Os problemas da Petrobrás, e de tudo que diz respeito ao desenvolvimento nacional, dependem de luta e de mobilização. O progresso nacional não depende de definições estritamente técnicas. Como os EUA estão perdendo influência ao nível global, em função da crise econômica e da ascensão do chamado Sul Global, tentam a todo custo garantir o seu “quintal”, na América Latina. Com atenção especial ao único país na região que tem condições de rivalizar com o Império – o Brasil – pela combinação de seus raros atributos em território, PIB e tamanho da população.        

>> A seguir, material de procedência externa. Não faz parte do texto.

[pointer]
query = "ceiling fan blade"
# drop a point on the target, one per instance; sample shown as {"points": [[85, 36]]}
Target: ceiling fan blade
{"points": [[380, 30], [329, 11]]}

Se o país dispusesse de uma política econômica soberana, com a existência de um projeto nacional de desenvolvimento, haveria aqui muitas empresas de primeira linha, com capacidade de disputar mercados mundiais (na lista das 500 maiores do mundo o Brasil entra com 6 ou 7 empresas, sendo que umas três destas são bancos). O problema central para o país se desenvolver é romper com as amarras neocoloniais. A conjuntura internacional atravessa um momento histórico bastante peculiar, no qual um número grande de países subdesenvolvidos vem se rebelando contra a ordem unipolar, que desmorona a olhos vistos. Do ponto de vista do império, que atravessa uma crise política e econômica inédita, a saída do Brasil do seu âmbito de influência, seria uma verdadeira catástrofe, a qual fará de tudo para evitar.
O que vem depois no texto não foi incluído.